A BEC scammer has pleaded guilty to his part in an operation in which he and co-conspirators tricked two US universities into sending over $872,000 to their accounts.
In July 2918, the University of California San Diego (UCSD) was sent an email spoofed to come from a Dell account demanding the institution redirect its payments to the firm to a new bank account in Minnesota.
The bank account belonged to Amil Hassan Raage, who pleaded guilty to fraudulently receiving nearly $750,000 in 28 payments from the university, From August 8 to September 12 2018.
Raage apparently withdrew the money each time it was wired and transferred it to another account.
His unnamed co-conspirators played a major part in the operation, by creating the spoofed Dell email account from a base in Kenya.
They went through the same modus operandi to defraud a second US university, this time based in Pennsylvania.
According to the Department of Justice (DoJ), the group again used the fake Dell email to trick university officials into wiring funds to a different account.
In total, it sent six payments of over $123,000.
After the Wells Fargo bank in Minnesota froze Raage’s account, he fled the country in September to Kenya, only to be tracked down by local law enforcers working with the FBI’s legal attache in the African country.

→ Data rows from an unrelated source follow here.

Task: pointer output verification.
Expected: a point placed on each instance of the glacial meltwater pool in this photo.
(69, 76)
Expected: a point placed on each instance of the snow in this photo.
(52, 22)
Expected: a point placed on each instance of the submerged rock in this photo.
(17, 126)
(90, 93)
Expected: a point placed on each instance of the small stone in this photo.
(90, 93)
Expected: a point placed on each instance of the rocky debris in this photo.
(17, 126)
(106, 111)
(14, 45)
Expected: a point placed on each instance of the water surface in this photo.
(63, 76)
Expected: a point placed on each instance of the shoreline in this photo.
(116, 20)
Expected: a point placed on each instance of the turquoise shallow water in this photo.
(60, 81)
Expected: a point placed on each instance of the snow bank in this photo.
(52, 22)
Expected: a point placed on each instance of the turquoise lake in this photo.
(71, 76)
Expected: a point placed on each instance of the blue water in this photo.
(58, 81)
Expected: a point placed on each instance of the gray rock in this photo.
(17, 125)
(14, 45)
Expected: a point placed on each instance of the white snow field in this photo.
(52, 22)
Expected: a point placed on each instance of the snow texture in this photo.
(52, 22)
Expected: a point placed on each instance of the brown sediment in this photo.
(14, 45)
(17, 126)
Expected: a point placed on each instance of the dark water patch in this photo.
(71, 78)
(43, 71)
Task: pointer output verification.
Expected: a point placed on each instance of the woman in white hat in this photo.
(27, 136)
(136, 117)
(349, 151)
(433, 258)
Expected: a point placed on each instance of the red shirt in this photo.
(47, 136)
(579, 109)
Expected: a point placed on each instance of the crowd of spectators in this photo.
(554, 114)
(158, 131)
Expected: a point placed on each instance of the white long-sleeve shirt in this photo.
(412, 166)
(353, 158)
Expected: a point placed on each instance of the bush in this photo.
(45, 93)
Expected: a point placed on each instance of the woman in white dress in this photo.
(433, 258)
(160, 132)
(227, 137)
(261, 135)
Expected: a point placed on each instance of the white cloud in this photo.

He was finally arrested in May 2019 and extradited a couple of weeks after.
“Modern criminals like Raage have ditched the ski mask and getaway vehicle and opted for a computer as their weapon of choice. As this defendant has learned, we are matching wits with new-age thieves and successfully tracking them down and putting an end to their high-tech deception,” said US attorney Robert Brewer.
BEC attacks cost businesses nearly $1.3bn last year, nearly half of the total cybercrime losses recorded by the FBI.